Rereading Kit’s words brought him closer to her again. She realised just how much she missed his letters, missed hearing his news. Their correspondence had never been a one-way street. The letters had never been all about her.
Georgina keenly missed knowing what and how Kit was doing. Just last week her father had written to her that he’d run into Kit in York. He’d been pleased to discover that Kit spent his leave visiting cathedrals rather than going to nightclubs and equally impressed that he’d been traveling in the company of a sergeant. He’d assured her that Kit was “looking well”, yet she remembered Don saying OTU training was intense and could be dangerous. Don had also told her it was where a pilot selected his core crew and had explained the importance of crew chemistry.
Don had been willing to die for his crew, and Georgina did not doubt that they would have done the same for him. Kit had been explicit in saying he should have died in Don’s place. Now Kit had teamed up with four other young men and they were bound together by that same loyalty. How had Shakespeare worded it? We few, we happy few, we band of brothers, for he who sheds his blood with me this day, shall be my brother…. She felt a stab of sadness to think that she knew nothing about the young men who were now Kit’s ‘brothers.’ It was as though she had lost something of Kit to them, as if he had distanced himself from her.
The need to write to Kit seemed so overwhelming that Georgina tossed aside her earlier resolutions. She found some clean writing paper and yanked the top off her pen. Then she stopped herself. What was she doing? After six weeks of silence, she couldn’t just write! A letter out of the blue would only confuse and upset him at a time when he needed to concentrate on training. Just because she desperately wanted to be in touch with him was no excuse to upend his life again. What was it her father had said his letter? “Kit’s a very fine and sensitive young man, Georgina. It would not be right to toy with his emotions.”

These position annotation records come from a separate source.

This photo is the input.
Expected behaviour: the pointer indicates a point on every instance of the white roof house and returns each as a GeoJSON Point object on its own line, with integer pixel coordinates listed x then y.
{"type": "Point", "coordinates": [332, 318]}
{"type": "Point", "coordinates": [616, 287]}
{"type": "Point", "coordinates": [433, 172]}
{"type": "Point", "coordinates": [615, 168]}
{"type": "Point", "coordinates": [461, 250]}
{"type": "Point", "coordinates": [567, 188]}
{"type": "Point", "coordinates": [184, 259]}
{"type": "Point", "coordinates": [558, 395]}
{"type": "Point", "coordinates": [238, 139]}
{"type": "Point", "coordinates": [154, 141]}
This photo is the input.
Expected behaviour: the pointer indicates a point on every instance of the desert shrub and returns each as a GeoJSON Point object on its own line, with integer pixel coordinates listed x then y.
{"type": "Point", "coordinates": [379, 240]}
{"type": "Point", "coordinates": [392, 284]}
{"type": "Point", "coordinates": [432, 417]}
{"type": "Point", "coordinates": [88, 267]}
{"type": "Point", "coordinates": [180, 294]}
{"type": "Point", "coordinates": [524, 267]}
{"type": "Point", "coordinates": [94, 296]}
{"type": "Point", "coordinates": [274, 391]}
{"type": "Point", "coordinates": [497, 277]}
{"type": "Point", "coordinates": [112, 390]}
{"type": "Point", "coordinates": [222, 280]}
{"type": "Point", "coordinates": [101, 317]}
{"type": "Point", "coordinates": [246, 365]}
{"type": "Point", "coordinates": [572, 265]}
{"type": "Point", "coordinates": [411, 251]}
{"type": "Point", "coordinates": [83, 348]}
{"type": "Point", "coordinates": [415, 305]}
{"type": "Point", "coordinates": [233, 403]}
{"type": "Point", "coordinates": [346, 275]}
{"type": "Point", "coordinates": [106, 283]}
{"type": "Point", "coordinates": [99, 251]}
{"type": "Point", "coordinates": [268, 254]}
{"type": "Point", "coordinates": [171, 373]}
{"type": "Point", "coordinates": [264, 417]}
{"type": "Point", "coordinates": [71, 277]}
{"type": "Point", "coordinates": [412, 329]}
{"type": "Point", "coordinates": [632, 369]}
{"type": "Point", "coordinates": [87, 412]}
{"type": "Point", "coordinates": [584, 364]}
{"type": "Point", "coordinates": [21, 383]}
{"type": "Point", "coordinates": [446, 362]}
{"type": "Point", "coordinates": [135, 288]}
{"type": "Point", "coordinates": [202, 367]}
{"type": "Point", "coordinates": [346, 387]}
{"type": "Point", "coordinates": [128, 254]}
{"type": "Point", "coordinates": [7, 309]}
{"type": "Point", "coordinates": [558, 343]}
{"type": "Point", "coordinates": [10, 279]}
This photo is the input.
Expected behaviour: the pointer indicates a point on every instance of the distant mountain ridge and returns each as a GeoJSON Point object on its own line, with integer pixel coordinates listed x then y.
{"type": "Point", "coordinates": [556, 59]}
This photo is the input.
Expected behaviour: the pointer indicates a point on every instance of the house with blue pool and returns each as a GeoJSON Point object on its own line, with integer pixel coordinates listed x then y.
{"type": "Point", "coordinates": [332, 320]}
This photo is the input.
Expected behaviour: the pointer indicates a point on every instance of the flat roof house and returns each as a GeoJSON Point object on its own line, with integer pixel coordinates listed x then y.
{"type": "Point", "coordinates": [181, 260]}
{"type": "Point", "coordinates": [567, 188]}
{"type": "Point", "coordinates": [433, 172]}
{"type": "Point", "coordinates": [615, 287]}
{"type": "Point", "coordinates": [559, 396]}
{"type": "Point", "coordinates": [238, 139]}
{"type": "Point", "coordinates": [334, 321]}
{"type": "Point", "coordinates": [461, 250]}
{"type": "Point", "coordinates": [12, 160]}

No. The decision not to correspond with Kit had been correct. The break was necessary to protect them both from becoming more deeply attached to one another. It wasn’t about misleading Kit (as Fiona thought) or playing with his emotions (as her father implied). It was sheer self-defence, as Philippa had understood so well. She couldn’t deal with losing the man she loved again, so she mustn’t fall in love in the first place. She could not allow herself to feel the same way about Kit that she had felt about Don. And the only way to ensure that didn’t happen was to keep her distance — at least until the war was over. Maybe then, if he still wanted her, if he was still alive….
She made herself return the bundle of Kit’s letters to the lower drawer, berating herself mentally: “Focus on your profession, G. You’re failing as a teacher. You can’t maintain discipline in the classroom. Your pupils lie to you for fun. You are likely to get a bad assessment. You can’t afford to start up a hazardous relationship. It’s time for you to concentrate on your own life and your own goals. How are you going to turn things around here at Kirkby Grange?”